Top challenges faced by international companies in the UK
1. Cultural differences
Taking the time to understand other cultures – and particularly those of the most important clients and customers – is necessary for the success of any international firm.
Culture makes up the traditions, holidays, foods, and social customs followed by a group, and so naturally makes up an integral part of identity. Recognising and respecting another culture from the moment you meet someone can define their first impression.
For any company working with overseas offices, clients or partners, respecting cultural differences is a key part of demonstrating the necessary emotional intelligence shared among the team. Do your research, and never assume that other teams handle their daily operations and routines in the same way that yours does.
2. Contrasting regulations
Global firms face a complex landscape when it comes to keeping compliant.
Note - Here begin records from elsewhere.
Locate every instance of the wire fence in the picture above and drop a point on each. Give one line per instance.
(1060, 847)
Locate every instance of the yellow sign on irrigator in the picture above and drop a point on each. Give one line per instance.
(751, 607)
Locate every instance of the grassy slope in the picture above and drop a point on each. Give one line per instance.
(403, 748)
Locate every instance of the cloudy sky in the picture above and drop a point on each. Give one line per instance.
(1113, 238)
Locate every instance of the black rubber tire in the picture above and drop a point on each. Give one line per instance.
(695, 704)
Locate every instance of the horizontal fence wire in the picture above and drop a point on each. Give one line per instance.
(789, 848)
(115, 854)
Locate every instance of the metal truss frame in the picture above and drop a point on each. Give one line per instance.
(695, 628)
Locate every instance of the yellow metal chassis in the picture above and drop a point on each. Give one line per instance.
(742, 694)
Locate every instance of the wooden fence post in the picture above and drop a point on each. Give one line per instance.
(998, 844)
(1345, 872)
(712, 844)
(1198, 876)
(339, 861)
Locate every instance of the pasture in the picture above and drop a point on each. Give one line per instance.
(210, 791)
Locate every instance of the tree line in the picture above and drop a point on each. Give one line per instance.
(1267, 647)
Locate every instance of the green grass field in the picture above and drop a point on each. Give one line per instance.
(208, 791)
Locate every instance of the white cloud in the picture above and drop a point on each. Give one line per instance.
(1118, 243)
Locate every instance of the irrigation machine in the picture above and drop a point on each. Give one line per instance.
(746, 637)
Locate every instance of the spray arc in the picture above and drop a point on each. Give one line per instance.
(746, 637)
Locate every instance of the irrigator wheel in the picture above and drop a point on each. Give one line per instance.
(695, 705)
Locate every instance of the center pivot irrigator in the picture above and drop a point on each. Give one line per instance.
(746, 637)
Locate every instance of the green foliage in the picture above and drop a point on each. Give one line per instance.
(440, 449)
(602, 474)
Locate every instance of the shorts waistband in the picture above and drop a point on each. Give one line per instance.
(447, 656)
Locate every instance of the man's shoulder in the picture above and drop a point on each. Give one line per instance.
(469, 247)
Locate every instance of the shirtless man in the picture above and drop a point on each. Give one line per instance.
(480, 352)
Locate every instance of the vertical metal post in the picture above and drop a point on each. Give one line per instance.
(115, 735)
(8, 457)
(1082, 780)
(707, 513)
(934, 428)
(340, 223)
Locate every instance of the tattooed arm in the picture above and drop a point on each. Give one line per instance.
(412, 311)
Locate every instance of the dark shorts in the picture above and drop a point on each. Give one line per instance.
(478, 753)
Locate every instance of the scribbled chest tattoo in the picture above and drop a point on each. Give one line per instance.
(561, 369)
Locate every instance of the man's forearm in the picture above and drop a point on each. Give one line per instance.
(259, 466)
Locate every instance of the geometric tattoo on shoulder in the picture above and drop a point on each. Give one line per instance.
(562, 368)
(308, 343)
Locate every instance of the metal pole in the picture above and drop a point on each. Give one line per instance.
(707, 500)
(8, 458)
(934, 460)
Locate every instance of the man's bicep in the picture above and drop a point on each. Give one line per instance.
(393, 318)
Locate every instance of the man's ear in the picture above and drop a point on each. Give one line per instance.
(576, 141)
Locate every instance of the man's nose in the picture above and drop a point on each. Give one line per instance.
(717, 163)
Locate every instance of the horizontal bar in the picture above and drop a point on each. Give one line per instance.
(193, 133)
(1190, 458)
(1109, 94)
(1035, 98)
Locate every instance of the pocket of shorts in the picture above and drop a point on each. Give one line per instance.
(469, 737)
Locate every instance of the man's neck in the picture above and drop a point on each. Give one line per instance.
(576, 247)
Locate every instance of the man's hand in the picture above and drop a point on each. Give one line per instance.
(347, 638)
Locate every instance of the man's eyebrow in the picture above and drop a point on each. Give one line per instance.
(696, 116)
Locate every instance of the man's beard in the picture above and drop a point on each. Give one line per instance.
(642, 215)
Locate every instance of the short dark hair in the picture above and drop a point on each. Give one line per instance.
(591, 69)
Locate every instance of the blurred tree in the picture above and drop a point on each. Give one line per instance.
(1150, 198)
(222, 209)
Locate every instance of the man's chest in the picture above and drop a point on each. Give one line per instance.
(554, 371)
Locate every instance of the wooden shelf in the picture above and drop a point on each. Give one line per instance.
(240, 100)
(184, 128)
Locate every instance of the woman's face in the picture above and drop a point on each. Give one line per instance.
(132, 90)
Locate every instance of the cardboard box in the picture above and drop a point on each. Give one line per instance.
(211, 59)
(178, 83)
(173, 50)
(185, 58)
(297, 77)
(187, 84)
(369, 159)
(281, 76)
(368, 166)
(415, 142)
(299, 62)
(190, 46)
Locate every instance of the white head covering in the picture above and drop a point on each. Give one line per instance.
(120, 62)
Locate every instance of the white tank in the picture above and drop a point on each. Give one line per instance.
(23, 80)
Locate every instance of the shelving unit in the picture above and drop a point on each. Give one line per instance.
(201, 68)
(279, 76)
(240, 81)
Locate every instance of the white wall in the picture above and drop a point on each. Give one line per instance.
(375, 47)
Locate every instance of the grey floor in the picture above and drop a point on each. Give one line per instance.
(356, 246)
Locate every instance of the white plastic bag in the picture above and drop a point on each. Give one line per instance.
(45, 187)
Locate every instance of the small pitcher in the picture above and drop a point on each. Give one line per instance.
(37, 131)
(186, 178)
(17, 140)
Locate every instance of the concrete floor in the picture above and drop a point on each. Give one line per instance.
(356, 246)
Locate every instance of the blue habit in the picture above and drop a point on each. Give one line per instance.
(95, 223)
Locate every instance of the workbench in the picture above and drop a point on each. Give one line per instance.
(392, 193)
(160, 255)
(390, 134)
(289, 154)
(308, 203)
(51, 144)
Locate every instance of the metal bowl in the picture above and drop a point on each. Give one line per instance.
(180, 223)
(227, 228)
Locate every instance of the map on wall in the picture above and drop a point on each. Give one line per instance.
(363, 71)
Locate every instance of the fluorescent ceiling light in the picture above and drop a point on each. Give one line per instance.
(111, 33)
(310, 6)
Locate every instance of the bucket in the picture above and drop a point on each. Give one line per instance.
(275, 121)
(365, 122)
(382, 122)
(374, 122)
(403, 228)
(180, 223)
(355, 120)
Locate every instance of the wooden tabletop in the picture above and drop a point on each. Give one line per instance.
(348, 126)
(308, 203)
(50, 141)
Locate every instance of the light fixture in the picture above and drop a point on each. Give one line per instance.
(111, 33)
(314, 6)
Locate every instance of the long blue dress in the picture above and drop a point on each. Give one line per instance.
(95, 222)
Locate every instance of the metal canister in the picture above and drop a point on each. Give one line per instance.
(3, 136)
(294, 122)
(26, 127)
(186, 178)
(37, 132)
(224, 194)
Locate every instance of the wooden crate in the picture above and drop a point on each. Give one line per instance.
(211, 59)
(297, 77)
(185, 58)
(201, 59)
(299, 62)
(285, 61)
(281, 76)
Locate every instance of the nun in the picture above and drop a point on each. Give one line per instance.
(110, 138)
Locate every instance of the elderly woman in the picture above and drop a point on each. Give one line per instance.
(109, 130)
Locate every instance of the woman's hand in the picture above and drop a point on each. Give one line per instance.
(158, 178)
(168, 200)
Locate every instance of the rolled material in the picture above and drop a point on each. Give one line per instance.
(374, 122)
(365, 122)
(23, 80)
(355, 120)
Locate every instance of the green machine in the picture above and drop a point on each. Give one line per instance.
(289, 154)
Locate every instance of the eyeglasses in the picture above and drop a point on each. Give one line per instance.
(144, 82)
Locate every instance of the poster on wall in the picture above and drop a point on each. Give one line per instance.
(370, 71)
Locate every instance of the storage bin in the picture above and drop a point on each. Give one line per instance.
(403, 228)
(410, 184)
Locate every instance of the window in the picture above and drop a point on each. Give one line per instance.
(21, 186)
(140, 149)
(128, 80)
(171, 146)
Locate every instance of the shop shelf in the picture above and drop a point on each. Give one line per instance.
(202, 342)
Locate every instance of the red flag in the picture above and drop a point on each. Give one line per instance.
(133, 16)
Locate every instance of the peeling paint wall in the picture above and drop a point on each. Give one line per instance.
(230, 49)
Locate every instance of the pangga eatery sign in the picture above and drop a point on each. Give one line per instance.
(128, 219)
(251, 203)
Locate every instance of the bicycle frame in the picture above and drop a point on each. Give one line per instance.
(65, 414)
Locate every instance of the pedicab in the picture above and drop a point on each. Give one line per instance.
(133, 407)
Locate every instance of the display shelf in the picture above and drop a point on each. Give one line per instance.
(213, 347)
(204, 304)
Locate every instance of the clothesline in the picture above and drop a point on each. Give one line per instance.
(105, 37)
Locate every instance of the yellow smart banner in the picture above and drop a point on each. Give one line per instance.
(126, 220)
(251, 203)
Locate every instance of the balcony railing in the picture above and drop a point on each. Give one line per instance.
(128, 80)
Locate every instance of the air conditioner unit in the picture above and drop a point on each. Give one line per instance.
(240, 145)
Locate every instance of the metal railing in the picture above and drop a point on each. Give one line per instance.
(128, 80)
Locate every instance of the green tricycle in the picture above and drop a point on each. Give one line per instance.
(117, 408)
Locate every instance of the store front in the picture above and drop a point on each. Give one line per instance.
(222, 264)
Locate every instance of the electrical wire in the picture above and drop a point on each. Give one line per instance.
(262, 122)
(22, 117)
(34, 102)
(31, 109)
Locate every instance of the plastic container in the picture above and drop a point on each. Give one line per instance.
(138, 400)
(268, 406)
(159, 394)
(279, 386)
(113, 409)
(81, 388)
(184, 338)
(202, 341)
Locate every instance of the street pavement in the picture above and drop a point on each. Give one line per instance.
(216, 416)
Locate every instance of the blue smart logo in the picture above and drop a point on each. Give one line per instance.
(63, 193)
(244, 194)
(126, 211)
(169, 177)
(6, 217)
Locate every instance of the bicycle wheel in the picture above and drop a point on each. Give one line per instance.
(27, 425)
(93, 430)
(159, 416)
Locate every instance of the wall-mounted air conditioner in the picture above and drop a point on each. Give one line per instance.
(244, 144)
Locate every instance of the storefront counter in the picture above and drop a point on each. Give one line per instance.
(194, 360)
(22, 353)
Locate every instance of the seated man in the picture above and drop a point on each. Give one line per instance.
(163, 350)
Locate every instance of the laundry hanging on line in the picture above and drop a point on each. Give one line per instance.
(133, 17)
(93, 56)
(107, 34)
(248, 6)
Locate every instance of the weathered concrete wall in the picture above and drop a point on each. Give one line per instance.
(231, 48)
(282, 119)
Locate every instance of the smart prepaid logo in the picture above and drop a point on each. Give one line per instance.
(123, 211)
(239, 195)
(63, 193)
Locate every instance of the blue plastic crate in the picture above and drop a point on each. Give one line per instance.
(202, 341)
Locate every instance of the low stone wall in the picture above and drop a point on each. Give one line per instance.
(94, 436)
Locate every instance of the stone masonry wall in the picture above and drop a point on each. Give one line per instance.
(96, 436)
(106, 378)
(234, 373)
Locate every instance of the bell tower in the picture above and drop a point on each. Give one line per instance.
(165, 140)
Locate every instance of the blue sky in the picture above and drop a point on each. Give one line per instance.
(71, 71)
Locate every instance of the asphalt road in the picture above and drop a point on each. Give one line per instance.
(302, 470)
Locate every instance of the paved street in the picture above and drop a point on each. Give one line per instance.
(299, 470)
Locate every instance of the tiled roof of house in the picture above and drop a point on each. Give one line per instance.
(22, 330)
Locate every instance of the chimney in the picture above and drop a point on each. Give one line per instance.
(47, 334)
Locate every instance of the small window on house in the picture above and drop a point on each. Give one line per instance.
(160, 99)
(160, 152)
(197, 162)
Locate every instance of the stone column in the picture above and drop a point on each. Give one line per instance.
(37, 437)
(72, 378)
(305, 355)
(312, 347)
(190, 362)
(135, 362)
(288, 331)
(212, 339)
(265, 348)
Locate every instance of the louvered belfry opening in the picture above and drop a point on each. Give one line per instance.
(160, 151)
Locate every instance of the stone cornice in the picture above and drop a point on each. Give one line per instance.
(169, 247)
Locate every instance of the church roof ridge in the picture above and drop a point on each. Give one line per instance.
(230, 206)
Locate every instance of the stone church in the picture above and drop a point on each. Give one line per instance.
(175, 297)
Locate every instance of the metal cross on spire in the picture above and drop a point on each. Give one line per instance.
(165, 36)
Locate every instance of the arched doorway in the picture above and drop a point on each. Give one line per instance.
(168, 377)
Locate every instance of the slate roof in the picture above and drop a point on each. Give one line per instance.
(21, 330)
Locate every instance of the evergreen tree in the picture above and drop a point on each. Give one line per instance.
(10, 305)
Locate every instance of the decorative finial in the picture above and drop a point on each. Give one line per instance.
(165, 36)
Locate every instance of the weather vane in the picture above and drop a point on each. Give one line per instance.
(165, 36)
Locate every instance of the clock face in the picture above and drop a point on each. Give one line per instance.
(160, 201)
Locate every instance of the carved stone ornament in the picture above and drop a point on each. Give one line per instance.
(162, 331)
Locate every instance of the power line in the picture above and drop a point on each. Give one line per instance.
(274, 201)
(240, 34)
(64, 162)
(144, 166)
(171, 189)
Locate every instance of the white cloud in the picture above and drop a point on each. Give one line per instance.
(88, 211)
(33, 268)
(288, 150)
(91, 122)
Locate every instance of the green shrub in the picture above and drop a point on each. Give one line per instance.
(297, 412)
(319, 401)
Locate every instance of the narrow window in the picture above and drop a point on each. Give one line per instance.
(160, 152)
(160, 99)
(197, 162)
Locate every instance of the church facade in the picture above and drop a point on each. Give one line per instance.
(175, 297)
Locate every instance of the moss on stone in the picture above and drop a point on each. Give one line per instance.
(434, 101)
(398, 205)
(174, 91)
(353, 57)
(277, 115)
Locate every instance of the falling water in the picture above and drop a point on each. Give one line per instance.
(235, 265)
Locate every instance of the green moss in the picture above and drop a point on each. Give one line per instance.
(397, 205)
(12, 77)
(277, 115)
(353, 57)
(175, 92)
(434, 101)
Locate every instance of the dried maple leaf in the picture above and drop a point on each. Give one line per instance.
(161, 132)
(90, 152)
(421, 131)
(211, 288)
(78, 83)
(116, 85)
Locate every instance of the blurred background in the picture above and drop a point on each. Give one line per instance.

Compliance should always be a priority, so international firms should consider innovative methods and technologies to streamline operations. For inhouse accountancy teams, consulting global tax and consulting experts could optimise reporting.
From an administration and accounting perspective, knowing the differences and knowing how to reconcile them is paramount. To understand the nuanced areas of trading within target markets, speaking to local experts is essential. Specialist, localised advice not only saves time but reduces the risks of costly mistakes – or even penalties.
3. Time zones
With one office in London and another in Tokyo, for example, managing daily schedules turns almost into an art form. All global businesses should always learn the best practices for managing teams across different time zones to boost efficiencies for all relevant teams.
Relationship building is an integral part of navigating the challenges presented by different time zones. Team leaders should organise regular check-ins using video conferencing software like Zoom or Teams. Of course, these should always be scheduled with a time-sensitive agenda, where employees are never expected to work overtime.
4. Language and translation
With multiple languages at play, everyday processes can take a little bit longer to complete. However, the language barrier can be conquered with effective teamwork.
Translation is an invaluable tool but also one that’s prone to human error, so extra patience must be required. Similarly, an English-speaking team might need to rely on translation or native-speaking team members to relay communications overseas.
Marketing teams should pay particular attention to language in slogans and campaign messages. Avoiding words with phonetic similarities to something completely different – or even negative – in the language spoken by a target audience could be a costly mistake.
Diversity is the biggest strength of multinational companies, since employees from a variety of backgrounds shape any modern, forward-thinking company. To embrace ethnic and cultural differences in the most professional way, large companies should streamline processes appropriately, keep team communications regular, and consult local experts wherever possible.